Des enfants portant des masques d'Halloween reçoivent des bonbons pendant la tradition «Trick or Treat» à Makati à Manille le 31 octobre 2008. Les parents doivent surveiller la consommation de sucre de leurs enfants selon le Dr Mary Hayes, dentiste pédiatre à Chicago. AP/Marquez

La ville de Berkeley, bastion progressiste du nord de la Californie, va interdire la vente des produits trop sucrés ou salés sur les présentoirs situés aux caisses des supermarchés afin de promouvoir une alimentation plus saine, une première aux Etats-Unis selon des médias locaux.

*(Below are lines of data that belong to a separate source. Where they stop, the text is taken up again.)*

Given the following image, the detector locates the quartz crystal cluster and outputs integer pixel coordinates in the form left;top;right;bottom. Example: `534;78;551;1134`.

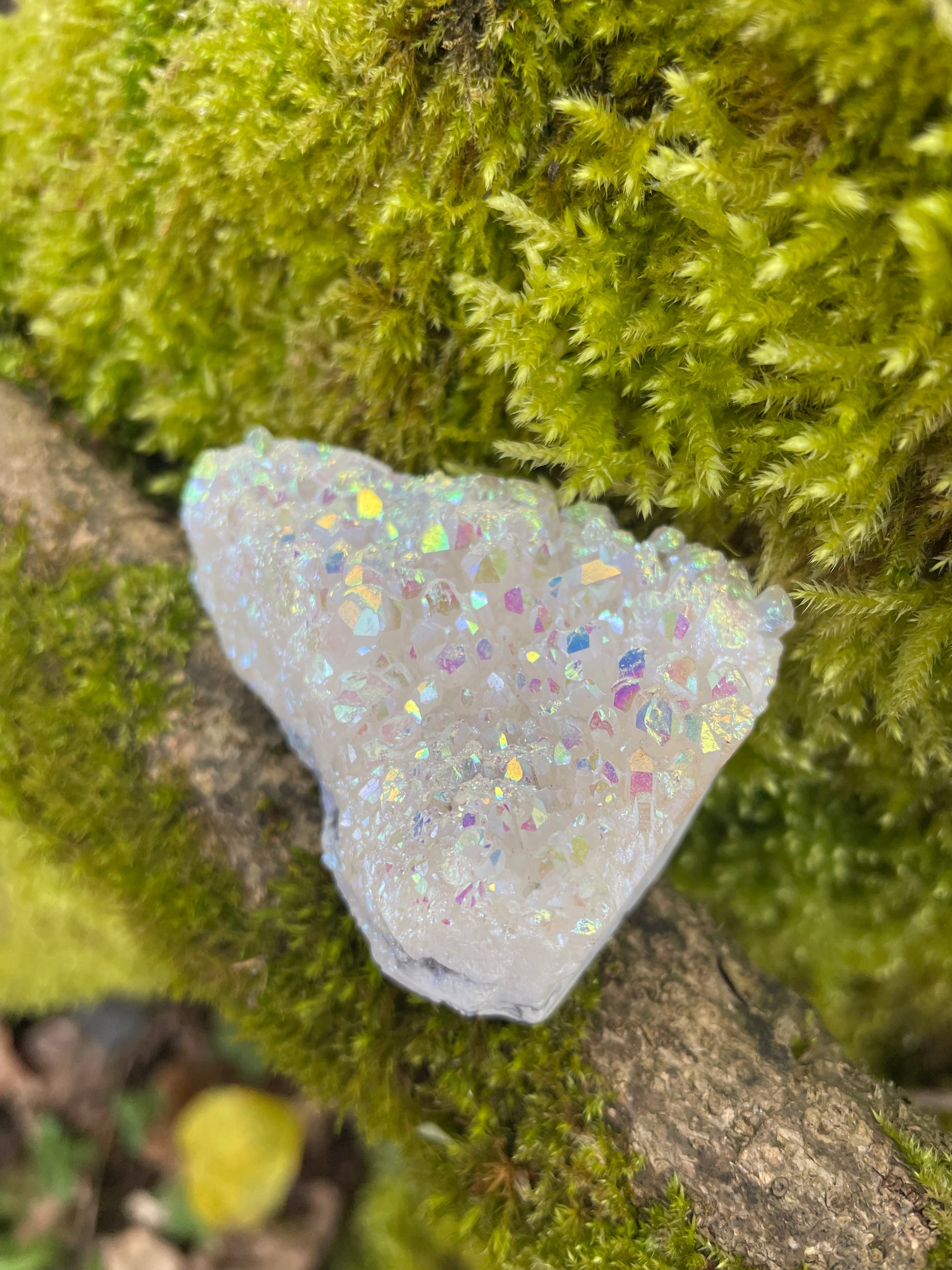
183;429;792;1021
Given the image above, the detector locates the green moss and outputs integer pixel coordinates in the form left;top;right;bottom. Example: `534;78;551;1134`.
0;0;952;1076
0;819;169;1015
0;0;952;1261
0;537;731;1270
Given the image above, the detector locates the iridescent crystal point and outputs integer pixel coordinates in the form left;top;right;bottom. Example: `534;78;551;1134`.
183;429;793;1022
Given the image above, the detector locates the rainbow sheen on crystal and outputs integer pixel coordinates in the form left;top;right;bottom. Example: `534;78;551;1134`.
183;429;792;1021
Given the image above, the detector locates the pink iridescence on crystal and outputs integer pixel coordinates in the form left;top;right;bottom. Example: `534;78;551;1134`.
183;429;792;1021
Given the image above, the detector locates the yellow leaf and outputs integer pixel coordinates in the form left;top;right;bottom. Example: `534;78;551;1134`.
175;1085;303;1231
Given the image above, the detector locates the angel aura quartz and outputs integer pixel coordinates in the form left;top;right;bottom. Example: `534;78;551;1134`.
183;429;793;1022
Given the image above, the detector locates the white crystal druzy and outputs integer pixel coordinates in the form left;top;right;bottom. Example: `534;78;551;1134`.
183;431;792;1021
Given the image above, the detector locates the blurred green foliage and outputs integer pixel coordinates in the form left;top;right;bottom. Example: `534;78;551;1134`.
0;0;952;1266
0;0;952;1080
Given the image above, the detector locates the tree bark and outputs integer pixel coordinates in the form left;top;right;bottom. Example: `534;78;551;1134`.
0;385;941;1270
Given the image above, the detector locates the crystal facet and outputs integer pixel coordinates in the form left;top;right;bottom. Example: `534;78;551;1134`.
183;429;793;1021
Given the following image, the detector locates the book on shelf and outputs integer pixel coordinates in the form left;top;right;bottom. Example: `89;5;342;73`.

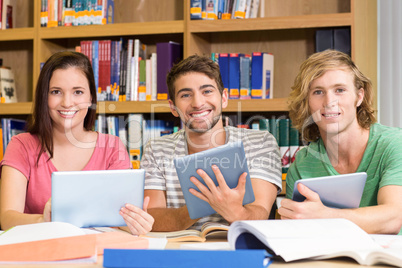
218;53;229;93
190;0;202;20
0;222;149;263
156;42;183;100
315;27;351;55
228;219;402;267
0;66;18;103
144;222;229;242
239;54;251;99
278;118;290;173
251;52;274;99
40;0;114;27
250;0;264;19
205;0;219;20
0;0;17;30
1;118;26;153
228;53;240;99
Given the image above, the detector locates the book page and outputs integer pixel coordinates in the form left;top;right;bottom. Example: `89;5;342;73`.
228;219;381;261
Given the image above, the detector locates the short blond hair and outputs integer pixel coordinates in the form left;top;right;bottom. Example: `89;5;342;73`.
289;50;376;141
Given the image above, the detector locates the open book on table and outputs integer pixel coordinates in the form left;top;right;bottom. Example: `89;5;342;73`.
228;219;402;267
0;222;148;263
145;222;229;242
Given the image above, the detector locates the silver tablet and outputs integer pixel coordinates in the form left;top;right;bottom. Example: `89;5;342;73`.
51;169;145;227
173;141;255;219
292;172;367;208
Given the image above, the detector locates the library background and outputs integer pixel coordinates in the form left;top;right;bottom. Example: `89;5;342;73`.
0;0;396;197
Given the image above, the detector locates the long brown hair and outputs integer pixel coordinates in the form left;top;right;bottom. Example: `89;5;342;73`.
28;51;97;164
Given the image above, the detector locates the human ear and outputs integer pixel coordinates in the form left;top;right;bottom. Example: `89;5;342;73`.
356;88;364;107
222;89;228;108
169;100;179;117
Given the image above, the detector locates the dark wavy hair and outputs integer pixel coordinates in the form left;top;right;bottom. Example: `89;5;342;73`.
28;51;97;164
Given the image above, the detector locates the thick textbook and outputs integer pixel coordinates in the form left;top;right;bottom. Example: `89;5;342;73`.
228;219;402;267
0;222;149;263
103;249;271;268
144;222;229;242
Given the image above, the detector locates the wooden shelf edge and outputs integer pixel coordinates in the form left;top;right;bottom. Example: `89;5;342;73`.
223;98;288;112
0;27;35;41
188;13;352;33
39;20;184;39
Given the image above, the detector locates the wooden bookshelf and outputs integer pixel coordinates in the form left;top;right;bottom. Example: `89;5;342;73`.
0;0;377;117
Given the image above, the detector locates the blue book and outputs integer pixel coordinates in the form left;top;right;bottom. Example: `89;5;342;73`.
103;249;271;268
218;53;229;92
240;55;251;99
106;0;114;24
92;40;99;92
251;52;264;99
1;118;27;153
229;53;242;99
156;42;183;100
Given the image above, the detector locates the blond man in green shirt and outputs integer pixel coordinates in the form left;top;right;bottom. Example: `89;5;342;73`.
278;50;402;234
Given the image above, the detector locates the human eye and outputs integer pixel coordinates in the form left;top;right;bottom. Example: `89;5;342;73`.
311;89;323;95
49;89;61;95
179;92;191;99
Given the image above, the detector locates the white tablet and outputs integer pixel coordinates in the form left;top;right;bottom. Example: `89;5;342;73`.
51;169;145;227
173;141;255;219
292;172;367;208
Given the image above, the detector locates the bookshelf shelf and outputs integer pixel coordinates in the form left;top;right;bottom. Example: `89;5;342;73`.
0;27;35;41
39;20;184;39
0;0;377;121
188;13;352;33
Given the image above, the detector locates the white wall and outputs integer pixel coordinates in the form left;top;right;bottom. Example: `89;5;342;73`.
377;0;402;128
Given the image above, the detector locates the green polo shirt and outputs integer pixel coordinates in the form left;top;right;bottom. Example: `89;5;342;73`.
286;124;402;235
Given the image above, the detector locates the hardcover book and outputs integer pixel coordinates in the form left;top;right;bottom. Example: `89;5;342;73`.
0;67;18;103
156;42;183;100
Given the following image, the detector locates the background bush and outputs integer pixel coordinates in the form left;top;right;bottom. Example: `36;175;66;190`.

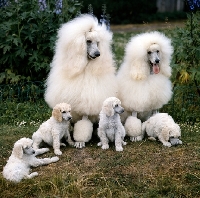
0;0;81;83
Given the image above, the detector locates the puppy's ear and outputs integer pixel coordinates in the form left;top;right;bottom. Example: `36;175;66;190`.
12;143;23;159
103;102;114;116
52;106;62;122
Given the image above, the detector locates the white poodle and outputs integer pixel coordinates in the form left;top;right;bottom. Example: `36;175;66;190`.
45;14;117;148
117;32;173;141
142;113;182;147
32;103;74;155
3;138;59;182
98;97;126;151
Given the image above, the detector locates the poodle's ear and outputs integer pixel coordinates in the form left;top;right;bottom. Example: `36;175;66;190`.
103;102;114;116
52;106;62;122
13;143;23;159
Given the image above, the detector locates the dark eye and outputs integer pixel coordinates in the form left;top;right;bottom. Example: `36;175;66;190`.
87;40;92;44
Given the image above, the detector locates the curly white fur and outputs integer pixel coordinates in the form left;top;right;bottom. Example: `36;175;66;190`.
98;97;126;151
32;103;74;155
117;32;173;141
142;113;182;147
45;14;117;148
3;138;59;182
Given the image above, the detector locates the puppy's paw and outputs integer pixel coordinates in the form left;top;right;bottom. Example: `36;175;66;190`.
97;142;102;146
54;149;62;155
51;156;59;162
60;143;66;146
130;136;142;142
116;146;123;151
101;144;109;150
74;142;85;148
163;142;171;147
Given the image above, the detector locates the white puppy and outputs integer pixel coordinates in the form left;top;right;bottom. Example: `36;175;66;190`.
3;138;59;182
98;97;126;151
142;113;182;147
32;103;74;155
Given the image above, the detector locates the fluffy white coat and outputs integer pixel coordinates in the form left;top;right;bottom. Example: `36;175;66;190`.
3;138;59;182
45;14;117;148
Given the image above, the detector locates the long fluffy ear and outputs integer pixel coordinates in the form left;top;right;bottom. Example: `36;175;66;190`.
52;106;62;122
12;143;23;159
103;102;114;116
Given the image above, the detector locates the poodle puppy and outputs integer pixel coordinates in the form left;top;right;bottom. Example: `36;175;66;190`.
142;113;182;147
117;31;173;141
32;103;74;155
97;97;126;151
3;138;59;182
45;14;117;148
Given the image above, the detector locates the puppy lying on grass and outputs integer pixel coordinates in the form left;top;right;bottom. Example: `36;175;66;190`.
32;103;74;155
97;97;126;151
142;113;182;147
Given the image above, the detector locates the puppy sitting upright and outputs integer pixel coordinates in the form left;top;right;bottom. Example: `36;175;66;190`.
97;97;126;151
32;103;74;155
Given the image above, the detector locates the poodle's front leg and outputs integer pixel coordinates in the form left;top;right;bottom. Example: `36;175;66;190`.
30;156;59;167
97;128;109;149
35;148;49;156
52;131;62;155
64;130;74;146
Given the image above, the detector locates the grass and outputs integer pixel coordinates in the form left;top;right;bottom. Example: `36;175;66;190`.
0;26;200;198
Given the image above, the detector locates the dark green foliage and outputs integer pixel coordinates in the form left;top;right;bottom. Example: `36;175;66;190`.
82;0;186;24
0;0;81;83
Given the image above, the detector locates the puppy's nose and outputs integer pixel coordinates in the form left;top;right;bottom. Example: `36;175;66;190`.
94;51;100;57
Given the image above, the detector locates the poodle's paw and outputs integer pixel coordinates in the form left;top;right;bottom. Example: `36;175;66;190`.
101;144;109;150
130;135;142;142
51;156;59;162
27;172;38;179
148;137;156;141
97;142;102;146
115;146;123;151
68;141;74;146
74;142;85;148
54;149;62;155
163;142;171;147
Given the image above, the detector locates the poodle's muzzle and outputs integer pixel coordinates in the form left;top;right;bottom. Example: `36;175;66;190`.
87;40;100;59
114;105;124;114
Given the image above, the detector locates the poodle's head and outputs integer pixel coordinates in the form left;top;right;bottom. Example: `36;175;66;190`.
125;31;173;80
102;97;124;116
85;31;100;60
52;103;72;122
12;138;35;158
147;43;161;74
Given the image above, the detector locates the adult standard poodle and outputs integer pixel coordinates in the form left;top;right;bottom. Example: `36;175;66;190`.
45;14;117;148
117;31;173;141
3;138;59;183
142;113;182;147
32;103;74;155
97;97;126;151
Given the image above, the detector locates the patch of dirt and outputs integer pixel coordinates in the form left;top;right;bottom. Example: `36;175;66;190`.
110;21;185;32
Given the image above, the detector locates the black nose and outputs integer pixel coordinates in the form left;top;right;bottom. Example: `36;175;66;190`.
94;52;100;57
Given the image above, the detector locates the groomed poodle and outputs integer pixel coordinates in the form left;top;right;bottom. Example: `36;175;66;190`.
142;113;182;147
117;31;173;141
3;138;59;182
45;14;117;148
32;103;74;155
97;97;126;151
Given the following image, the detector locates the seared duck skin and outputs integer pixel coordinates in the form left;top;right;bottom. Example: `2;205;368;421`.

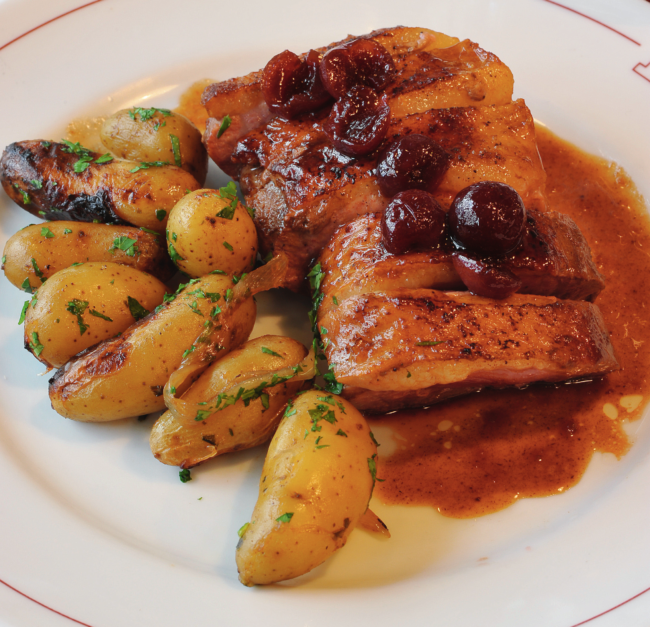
234;100;546;289
202;26;514;178
319;210;605;318
319;290;619;412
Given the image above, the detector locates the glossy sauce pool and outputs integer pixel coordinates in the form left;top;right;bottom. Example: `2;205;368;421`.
370;128;650;518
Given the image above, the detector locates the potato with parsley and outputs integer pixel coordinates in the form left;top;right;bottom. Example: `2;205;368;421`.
2;220;175;292
21;262;165;368
167;182;257;277
149;335;307;468
99;107;208;185
236;390;377;586
49;274;256;422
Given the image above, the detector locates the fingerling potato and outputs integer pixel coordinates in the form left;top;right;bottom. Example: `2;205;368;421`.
25;263;165;368
0;141;200;232
2;220;175;292
49;274;255;422
167;183;257;277
236;390;377;586
99;107;208;185
149;335;307;468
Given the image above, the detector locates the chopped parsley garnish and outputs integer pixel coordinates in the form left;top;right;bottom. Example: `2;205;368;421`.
127;296;150;321
29;331;45;357
66;298;89;335
178;468;192;483
169;133;183;168
108;235;140;257
262;346;284;359
129;161;169;174
217;115;232;139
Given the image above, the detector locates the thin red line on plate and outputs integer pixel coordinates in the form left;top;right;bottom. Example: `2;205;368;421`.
540;0;650;50
571;588;650;627
0;0;102;52
0;580;93;627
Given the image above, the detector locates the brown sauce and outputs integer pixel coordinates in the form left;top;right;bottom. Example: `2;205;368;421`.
371;128;650;518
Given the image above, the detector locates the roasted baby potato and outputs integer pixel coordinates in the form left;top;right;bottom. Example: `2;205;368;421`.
167;188;257;277
149;335;307;468
2;220;176;292
99;107;208;185
49;274;256;422
236;391;377;586
25;263;165;368
0;141;200;232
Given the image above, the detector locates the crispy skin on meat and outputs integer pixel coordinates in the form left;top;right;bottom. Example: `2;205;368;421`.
202;26;514;178
235;100;546;289
319;290;619;412
319;211;605;317
0;141;200;231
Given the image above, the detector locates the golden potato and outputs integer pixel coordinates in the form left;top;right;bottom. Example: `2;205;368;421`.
99;107;208;185
2;220;175;292
25;263;165;368
149;335;307;468
167;183;257;277
49;274;256;422
236;390;377;586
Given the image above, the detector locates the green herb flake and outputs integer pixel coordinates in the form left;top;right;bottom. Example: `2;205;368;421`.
262;346;284;359
88;309;113;322
217;115;232;139
29;331;45;357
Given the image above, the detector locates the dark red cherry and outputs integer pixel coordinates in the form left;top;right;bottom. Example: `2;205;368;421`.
323;87;390;157
320;39;395;98
262;50;332;118
377;133;450;198
453;253;521;300
449;181;526;255
381;189;446;255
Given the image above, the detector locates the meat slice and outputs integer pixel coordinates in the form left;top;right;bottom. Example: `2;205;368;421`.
202;26;514;178
234;100;546;289
319;211;605;317
319;290;619;412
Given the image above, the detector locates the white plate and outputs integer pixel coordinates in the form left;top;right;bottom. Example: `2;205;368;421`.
0;0;650;627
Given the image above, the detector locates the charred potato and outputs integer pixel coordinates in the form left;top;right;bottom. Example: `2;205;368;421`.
0;141;200;232
99;107;208;185
236;391;377;586
25;263;165;368
167;188;257;277
149;335;307;468
49;274;255;422
2;221;175;292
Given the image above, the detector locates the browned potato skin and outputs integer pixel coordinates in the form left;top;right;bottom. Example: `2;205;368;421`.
25;263;165;368
167;189;257;277
2;220;176;289
49;274;256;422
0;141;200;232
99;109;208;185
236;390;377;586
149;335;307;468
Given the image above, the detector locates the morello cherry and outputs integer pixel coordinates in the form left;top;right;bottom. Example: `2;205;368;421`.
449;181;526;256
453;253;521;300
320;39;395;98
262;50;332;118
381;189;446;255
323;87;390;157
377;133;450;198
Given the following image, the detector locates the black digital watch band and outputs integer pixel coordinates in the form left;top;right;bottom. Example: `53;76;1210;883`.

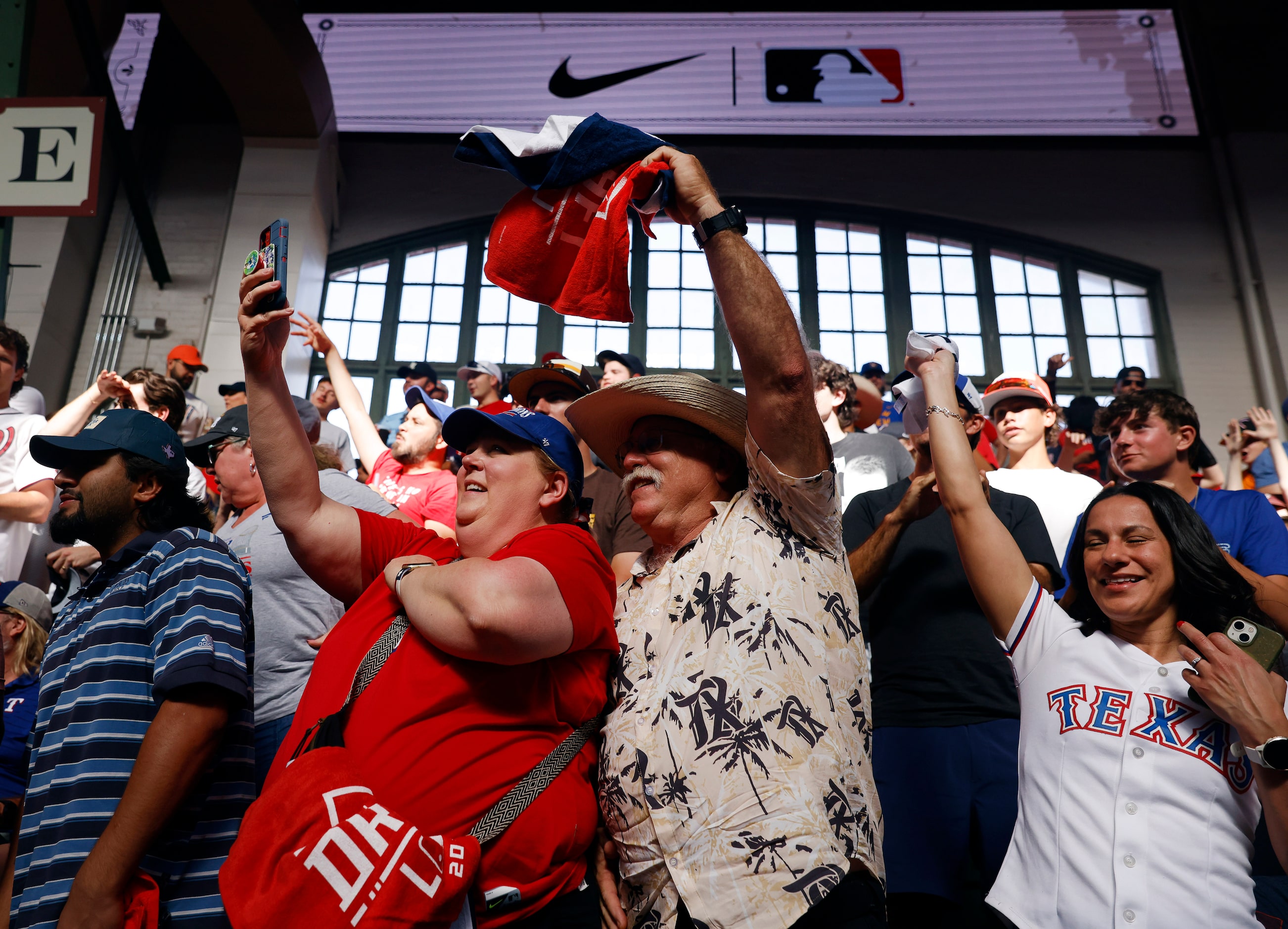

Le conseil municipal de Berkeley, ville universitaire de 120.000 habitants près de San Francisco, a adopté cette semaine à l'unanimité une ordonnance qui bannira des caisses les produits contenant plus de 5 grammes de sucres ajoutés ou plus de 250 mg de sodium par portion. L'interdiction vise également toutes les boissons contenant des sucres ajoutés ou des édulcorants artificiels.

L'ordonnance relève que "des aliments bon marché et riches en sel, graisses saturées et sucres ajoutés sont prédominants dans les présentoirs des caisses". Les clients y sont "plus enclins à effectuer des achats impulsifs et les parents se battent avec leurs enfants qui réclament des confiserie à la fin des courses".

L'interdiction, qui doit s'appliquer à 25 supermarchés de la ville, entrera en vigueur en mars prochain et les premières visites des inspecteurs sanitaires sont prévues en janvier 2022.

"Ce qui est bon pour les clients à Berkeley est aussi bon pour nos commerces", a lancé Kate Harrison, l'une des élues à l'origine de cette mesure.

En 2014, Berkeley avait déjà été la première à imposer une taxe sur les sodas, une initiative reprise ensuite par plusieurs autres grandes villes américaines.

Selon une étude publiée début 2019, les habitants de Berkeley avaient diminué leur consommation de boissons sucrées de 21% dans l'année qui avait suivi la mise en place de cette "taxe sodas". La chute atteignait 52% en 2017.